A lot of my life I have had a love/hate relationship with food. I love that it tastes so good and hate that the things I like to eat have too many calories. I can also be compulsive about eating. If I bring snacks in the house and open them I can’t stop eating until it is gone. Having just one piece isn’t enough. Being at a buffet, like the one in the picture is the worse thing for me. I want to taste a little of everything, mindless eating sets in and when all is said and done I have eaten too much. On the other side of the coin when ever I have gone on a “diet” or tried to adopt an new eating plan I get compulsive about following it exactly and have a hard time stopping when I reach my weight loss goal because I am afraid I will gain it all back.
There is another thing that happens for a lot of women around weight that also happens with me. When I have been at my thinnest and looking my best, my personal space becomes smaller, especially with men. It’s as though men lose their boundaries with attractive women and they get right up next to them to talk. They are more forward and flirty. Not that is a bad thing but when every guy that comes near you does it, it feels intrusive. I don’t know about you but I don’t want every Tom, Dick and Harry flirting with me.
There is an unconscious knowing in women that this will happen, so we use our weight as a form of protection. If we are bigger and less attractive men won’t get up in our faces. In fact they will give us tons of space or not even notice us. Using weight as a form of protection is particularly true with women who have been abused, especially sexually. If a woman has low self esteem and hasn’t embrace her own beauty she will do everything to hide it. She feels unattractive anyway because of her past and the social programing around beauty doesn’t make her feel any better.

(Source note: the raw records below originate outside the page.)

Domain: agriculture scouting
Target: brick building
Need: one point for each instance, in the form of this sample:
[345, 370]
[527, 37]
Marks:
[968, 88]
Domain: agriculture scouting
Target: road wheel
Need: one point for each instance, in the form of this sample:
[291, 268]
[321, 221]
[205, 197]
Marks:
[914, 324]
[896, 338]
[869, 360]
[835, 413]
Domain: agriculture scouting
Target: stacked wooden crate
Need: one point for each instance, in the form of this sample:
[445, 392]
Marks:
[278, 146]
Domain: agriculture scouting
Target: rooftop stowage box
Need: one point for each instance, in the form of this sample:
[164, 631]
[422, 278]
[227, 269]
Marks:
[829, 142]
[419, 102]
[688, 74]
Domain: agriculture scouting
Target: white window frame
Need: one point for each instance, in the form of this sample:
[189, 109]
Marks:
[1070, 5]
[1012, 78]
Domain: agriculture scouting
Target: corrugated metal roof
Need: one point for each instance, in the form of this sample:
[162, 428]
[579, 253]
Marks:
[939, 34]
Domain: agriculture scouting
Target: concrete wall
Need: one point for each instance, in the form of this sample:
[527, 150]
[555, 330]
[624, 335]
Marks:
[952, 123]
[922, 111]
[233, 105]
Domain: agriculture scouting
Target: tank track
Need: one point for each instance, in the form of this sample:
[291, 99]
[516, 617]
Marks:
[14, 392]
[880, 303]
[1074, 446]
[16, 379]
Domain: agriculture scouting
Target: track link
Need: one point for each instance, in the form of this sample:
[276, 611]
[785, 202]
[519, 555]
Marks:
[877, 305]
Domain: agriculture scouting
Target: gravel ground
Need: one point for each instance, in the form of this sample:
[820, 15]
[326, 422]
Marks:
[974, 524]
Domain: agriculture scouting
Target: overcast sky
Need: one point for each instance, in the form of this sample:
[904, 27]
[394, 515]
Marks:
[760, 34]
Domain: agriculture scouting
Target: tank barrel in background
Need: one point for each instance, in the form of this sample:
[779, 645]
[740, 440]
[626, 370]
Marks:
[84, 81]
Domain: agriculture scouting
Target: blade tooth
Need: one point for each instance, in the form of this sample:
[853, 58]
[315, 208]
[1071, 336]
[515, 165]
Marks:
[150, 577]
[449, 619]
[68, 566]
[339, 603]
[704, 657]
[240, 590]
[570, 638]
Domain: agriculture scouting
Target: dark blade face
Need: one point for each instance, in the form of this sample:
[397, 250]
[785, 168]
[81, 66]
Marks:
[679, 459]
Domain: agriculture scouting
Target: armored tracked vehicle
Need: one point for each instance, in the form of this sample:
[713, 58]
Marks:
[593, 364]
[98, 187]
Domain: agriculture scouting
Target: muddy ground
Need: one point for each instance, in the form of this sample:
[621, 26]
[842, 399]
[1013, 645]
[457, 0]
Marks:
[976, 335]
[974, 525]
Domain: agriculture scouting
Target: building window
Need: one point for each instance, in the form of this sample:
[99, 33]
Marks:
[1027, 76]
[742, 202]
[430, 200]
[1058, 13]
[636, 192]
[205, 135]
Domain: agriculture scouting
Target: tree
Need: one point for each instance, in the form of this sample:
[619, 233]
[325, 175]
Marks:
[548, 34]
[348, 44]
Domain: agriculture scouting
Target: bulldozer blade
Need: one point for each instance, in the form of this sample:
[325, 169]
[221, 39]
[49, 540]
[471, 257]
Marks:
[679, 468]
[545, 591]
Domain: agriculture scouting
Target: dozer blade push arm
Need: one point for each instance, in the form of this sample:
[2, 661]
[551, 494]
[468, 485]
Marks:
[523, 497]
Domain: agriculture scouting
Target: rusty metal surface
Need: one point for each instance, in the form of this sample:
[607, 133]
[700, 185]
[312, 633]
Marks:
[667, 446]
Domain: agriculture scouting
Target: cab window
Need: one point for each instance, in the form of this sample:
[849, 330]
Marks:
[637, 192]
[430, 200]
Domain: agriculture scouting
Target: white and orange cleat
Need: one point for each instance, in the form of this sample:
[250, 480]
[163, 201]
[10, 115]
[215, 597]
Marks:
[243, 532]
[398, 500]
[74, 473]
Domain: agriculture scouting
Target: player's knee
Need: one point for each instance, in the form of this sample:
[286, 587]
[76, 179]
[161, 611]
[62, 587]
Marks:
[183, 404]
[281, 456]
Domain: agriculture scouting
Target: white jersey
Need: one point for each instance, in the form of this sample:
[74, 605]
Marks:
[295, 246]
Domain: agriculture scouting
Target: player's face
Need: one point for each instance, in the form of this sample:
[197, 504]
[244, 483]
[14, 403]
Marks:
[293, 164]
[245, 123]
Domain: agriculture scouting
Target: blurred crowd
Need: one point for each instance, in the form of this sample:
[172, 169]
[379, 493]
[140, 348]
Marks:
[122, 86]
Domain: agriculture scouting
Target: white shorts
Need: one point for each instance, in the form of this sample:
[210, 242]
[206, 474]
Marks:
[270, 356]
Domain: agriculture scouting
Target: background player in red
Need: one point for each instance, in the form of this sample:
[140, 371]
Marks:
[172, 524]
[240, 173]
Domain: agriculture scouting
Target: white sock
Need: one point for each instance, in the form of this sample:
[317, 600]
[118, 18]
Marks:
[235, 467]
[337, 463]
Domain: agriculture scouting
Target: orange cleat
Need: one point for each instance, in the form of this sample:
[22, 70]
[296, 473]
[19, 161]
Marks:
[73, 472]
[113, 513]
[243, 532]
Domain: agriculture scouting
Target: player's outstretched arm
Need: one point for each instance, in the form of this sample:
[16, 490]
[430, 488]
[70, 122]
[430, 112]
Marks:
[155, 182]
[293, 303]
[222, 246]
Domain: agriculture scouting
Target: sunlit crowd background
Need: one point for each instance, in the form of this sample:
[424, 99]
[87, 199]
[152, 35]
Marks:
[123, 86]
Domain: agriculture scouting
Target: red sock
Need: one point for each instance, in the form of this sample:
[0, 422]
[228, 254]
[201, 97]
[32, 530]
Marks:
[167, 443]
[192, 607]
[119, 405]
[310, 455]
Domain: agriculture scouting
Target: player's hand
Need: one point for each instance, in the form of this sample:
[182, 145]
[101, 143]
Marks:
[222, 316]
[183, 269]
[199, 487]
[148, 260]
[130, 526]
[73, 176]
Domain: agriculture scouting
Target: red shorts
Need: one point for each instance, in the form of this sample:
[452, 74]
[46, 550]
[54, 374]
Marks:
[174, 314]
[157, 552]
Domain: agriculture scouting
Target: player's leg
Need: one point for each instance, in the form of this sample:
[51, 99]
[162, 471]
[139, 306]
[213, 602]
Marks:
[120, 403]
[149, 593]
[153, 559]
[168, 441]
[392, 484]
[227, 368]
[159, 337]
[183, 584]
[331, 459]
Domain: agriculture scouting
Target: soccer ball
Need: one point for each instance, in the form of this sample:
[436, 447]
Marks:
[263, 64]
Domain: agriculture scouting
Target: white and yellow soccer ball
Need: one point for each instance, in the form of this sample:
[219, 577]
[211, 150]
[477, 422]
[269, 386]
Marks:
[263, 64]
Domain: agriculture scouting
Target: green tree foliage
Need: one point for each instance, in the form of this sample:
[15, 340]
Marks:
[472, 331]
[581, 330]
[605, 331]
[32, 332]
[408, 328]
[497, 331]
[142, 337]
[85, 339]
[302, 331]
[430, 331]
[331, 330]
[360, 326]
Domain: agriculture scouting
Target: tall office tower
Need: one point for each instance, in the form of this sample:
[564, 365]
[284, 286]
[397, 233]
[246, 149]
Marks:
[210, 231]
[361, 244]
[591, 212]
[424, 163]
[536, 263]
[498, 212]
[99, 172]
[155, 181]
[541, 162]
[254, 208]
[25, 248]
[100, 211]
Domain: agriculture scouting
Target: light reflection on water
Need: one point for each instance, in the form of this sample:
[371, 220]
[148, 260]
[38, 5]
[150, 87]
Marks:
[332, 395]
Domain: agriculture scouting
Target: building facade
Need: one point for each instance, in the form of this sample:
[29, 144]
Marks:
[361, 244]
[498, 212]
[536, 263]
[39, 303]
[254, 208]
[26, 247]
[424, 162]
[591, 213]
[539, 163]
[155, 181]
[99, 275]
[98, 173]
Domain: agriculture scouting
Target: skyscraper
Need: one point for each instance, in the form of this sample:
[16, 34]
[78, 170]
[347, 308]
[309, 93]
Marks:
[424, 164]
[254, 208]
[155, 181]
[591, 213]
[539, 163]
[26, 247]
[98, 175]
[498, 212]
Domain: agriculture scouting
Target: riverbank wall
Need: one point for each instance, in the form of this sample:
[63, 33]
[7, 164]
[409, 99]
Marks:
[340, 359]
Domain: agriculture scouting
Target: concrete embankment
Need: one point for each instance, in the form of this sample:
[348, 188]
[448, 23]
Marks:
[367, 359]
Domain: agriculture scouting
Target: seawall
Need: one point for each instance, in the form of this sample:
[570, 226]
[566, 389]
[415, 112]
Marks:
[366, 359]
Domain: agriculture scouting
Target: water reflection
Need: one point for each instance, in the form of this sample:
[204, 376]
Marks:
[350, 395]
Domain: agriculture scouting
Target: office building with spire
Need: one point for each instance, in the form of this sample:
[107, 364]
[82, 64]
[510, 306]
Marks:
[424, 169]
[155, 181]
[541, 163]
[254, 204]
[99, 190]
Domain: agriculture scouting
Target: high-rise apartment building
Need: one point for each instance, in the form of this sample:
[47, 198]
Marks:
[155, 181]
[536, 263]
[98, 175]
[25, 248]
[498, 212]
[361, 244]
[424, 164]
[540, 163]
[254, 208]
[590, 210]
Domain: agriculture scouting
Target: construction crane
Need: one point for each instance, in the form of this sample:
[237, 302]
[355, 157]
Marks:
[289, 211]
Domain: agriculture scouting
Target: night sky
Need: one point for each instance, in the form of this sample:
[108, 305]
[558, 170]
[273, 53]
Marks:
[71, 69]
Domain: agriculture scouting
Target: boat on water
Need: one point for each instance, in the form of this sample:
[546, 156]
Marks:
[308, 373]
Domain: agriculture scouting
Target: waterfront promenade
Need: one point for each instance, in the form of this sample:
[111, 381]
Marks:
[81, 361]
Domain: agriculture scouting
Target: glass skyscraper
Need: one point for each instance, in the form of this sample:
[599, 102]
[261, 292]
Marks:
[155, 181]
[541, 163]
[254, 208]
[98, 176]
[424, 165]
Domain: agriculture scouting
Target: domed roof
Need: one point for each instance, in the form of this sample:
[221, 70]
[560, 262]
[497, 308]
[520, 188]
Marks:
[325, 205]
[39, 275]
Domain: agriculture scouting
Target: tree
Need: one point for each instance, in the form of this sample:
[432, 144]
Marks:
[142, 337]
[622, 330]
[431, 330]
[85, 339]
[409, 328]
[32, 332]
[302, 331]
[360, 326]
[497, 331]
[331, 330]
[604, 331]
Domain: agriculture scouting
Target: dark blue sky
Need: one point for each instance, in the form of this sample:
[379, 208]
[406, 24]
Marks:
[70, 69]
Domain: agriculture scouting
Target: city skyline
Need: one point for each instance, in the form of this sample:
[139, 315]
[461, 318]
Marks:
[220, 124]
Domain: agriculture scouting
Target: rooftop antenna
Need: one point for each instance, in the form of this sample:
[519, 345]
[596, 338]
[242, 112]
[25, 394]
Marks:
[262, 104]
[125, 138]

When I was young I was the only girl in a family with 3 brothers. They told me constantly that I was ” dumb, fat and ugly” and it was even scratch all over the wallpaper in the hallway that went to my bedroom. It was like a subliminal message to my mind every time I walked past it to get to my room. My parents just left it there so I thought they must believe it too. I wasn’t fat. I was probably 5 foot 2 inches at the time and weighed about 110 pounds, but I believed I was fat. I wasn’t dumb nor was I ugly but I believed that too. To this day I still have a skewed perspective on how I look.
When it comes to eating I still have some unconscious voices whispering in my ear. I am very aware of the old programing and how it impacts me but sometimes I slip into old habits.
The second week of my fitness program with Andrea she had me write down everything that I was eating everyday. Right away my inner conflict around food kicked in and those old voices, like “I better not eat this” “what will Andrea think about this if I eat it”, ” what is going to happen if I eat this”, “maybe I shouldn’t eat anything”. I eat a lot healthier than many American’s but I was still concerned it wouldn’t be okay.
When I met with Andrea she made some changes and made a suggestion for how I should eat. My compulsion was off to the races! I wouldn’t let myself deviate from the plan at all, even if I was still hungry. I am not a structured eater and usually eat when I get hungry so the structure was hard. I lost 5 pounds which was awesome but this wasn’t a way of eating that I wanted to stick to for the rest of my life. I am back to a more balanced way of eating that is a combination of both.
You have heard the saying ” you are what you eat”, haven’t you? I wonder how many people have thought ” If I eat this I will end up like a fat pig or a fat cow” after eating pork or beef? I think that is a stupid cliche in a way. It is time to say goodbye to old programming. It is time to give our bodies what they need to run efficiently and keep us strong and healthy. If we ran that program I bet we would be eating in a whole new way.
The point here is that we need to embrace and love all of us, the wonderful and the not so wonderful and tell ourselves we are beautiful just as we are right now. Thoughts become things. They can make us over eat, they can make us feel bad about ourselves and they can make us believe things that aren’t even true. We need to give our self new thoughts to think and drop the chatter that is negative and if we believe we are beautiful right now, because we are and our true beauty will emerge even more.